構成 / 望月哲 インタビュー撮影 / 近藤隼人 イラスト / ナカG

アイドルたちが見出した“生きる意味”

──今回はコロナ禍以降で気になったアイドルシーンのトピックについて語っていただければと思います。

佐々木敦 前回はアイドルに興味を持ったばかりのタイミングだったんだけど、あれから半年経って今の俺は第2形態になってるから(笑)。

南波一海 あははは。第2形態(笑)。

佐々木 今日は前回みたいに俺がひたすらしゃべるんじゃなくて、なんちゃんの意見をいっぱい聞いていこうかなと。

南波 前みたいな感じで全然いいですよ(笑)。

佐々木 仕事的には俺、引き出すほうの人だから。いかにインタビュー相手から話を引き出すか。それがアイドルに関しては引き出されてばっかりで(笑)。前回よりはキャッチボールができたらいいなと思ってる。でも、なんちゃんと対等にキャッチボールできるほどの知識はない(笑)。

南波 いやいや、自分も得意じゃないところがいっぱいあるし。正直、興味がないアイドルのほうが多いので。

佐々木 でも、「それ、誰ですか?」ってことはないじゃん。だから話しててすごく安心。楽しくてしょうがない。

南波 前回の対談は3月10日に行っていて、コロナ禍が本格化していく前ぐらいだったから、アイドルシーンは今後どうなるんだろうみたいな感じでしたね。

佐々木 当時はまだどこか楽観視していたところもあったんだけど、その後、あれよあれよとすごいことになって。世の中はもちろん、言うまでもなくアイドルシーンにも多大な被害が及んでるわけだよね。南波くんは今の状況をどういうふうに捉えてるの?
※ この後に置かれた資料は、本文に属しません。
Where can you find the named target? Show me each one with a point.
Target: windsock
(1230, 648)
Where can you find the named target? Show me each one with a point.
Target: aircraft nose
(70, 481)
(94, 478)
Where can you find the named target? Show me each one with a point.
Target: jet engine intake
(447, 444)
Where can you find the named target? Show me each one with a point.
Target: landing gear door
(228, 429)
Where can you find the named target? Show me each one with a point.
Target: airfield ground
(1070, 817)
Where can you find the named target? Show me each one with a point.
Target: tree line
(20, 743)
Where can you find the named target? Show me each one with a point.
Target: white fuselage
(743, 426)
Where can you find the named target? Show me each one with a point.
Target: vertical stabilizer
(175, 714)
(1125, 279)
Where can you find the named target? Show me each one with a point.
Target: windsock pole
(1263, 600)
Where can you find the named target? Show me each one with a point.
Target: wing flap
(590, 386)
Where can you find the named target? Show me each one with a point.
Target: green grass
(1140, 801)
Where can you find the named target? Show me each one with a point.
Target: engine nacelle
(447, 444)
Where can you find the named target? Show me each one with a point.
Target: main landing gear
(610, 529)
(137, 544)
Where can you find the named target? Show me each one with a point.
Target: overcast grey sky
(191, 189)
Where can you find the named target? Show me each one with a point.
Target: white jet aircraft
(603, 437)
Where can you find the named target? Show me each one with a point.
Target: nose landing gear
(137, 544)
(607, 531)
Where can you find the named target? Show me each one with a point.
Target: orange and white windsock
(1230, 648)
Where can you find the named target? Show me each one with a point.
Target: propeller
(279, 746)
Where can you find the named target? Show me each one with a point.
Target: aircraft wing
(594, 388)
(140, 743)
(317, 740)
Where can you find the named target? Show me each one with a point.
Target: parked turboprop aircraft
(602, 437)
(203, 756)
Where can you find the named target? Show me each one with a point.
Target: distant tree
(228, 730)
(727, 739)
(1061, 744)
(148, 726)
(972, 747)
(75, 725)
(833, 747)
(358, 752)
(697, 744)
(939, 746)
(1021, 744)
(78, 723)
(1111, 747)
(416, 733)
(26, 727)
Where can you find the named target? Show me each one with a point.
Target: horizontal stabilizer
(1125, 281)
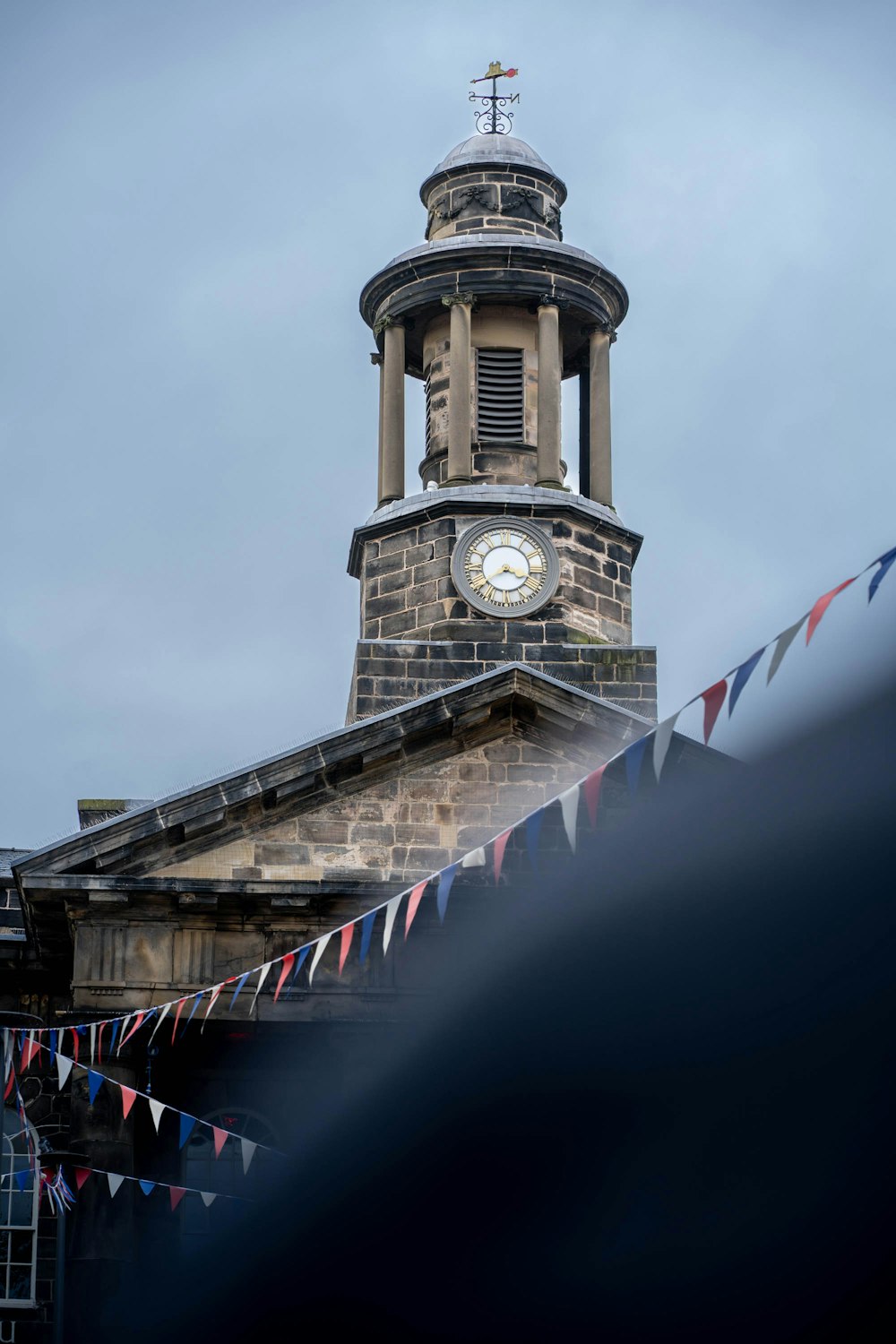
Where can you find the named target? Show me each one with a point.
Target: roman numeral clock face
(505, 567)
南波 コロナ禍以降もアイドルへのインタビュー仕事はちょこちょこあって。本人たちに現状を聞くと、多くのアイドルにアイデンティティクライシスが起きてるんですよね。「ライブができない私たちになんの意味があるんだろう?」って。

佐々木 ああ。

南波 それこそハロー!プロジェクトからインディーズの人たちまで。握手会だ、ライブだって現場でエネルギッシュに動いてきた人たちが急に立ち止まらざるを得なくなって。冷静に自分を見つめ直した結果、辞めてしまったアイドルもけっこういますし。

佐々木 我に返る時間ができちゃって。

南波 忙しくしていた人ほど反動も大きかったんじゃないかなと思うんです。その一方で、やっぱりライブがないと生きていけないという人も当然いて。AqbiRecのディレクターの田中紘治さんに取材したときに興味深いなと思ったのが、MIGMA SHELTERのミミミユさんの話で。彼女はコロナ禍の影響でストレスを感じて一時期、失声症になっちゃったらしいんです。その後、レッスン場で歌わずにダンスのみをツイキャスで配信したんですけど、ずっと体を動かしていたら、あるとき急に声が出るようになって。

佐々木 体を動かすことで感覚が戻ってきたんだ。

南波 そうそう。僕らが思っている以上に、人前で歌ったり体を動かしたりすることや、特典会で会話したりすることに生きる意味を見出しているアイドルがたくさんいるんだということに気付かされて。この半年ぐらいの間に取材やトークイベントをしていく中で、そういう話をほうぼうから聞きました。

佐々木敦

佐々木敦

佐々木 オンラインライブも増えてきたけど、やっぱり目の前にファンがいないのはすごく不安だと思う。彼女たちはずっと、たくさんの人の前でパフォーマンスしてたのに、それが突然、目の前に関係者しかいないような状況になってしまったわけだから。そこでどうやってモチベーションを保っていくのか。カメラに向かって元気なふりをしたり、そういうことを続けているうちに、じわじわ効いてきちゃうんじゃないかな。

南波 それはでも、アイドルに限らずですよね。

佐々木 うん、もう俳優だろうがミュージシャンだろうがね。

南波 実際、解散したバンドもあるし。

佐々木 「2020年が勝負!」みたいな感じで、ツアーやリリースを決めていた中で、こういう状態になっちゃうと心が折れるのは当然だもんね。

“場”の空気を共有する喜び

南波 でも、この時期に活動を始めたアイドルグループもいっぱいいるんですよ。それがすごいなと思って。

佐々木 それは“完全非接触型アイドル”みたいな?

南波 そういう人たちもいますし、ヤマモトショウさんは音楽制作からファンコミュニケーションまで、すべての活動をオンラインで完結するアイドルプロジェクトを始めています。NELNというグループは、年明けくらいから動き出そうとしてたけどコロナで活動ができなくなっちゃったものの、毎月新曲とミュージックビデオを配信したりしていて。

佐々木 へえ。

南波 コロナの影響でより厳しい状況に置かれてしまった運営もたくさんあるんですけど、新しいグループの場合、それ以前の状態からスタートしてるので。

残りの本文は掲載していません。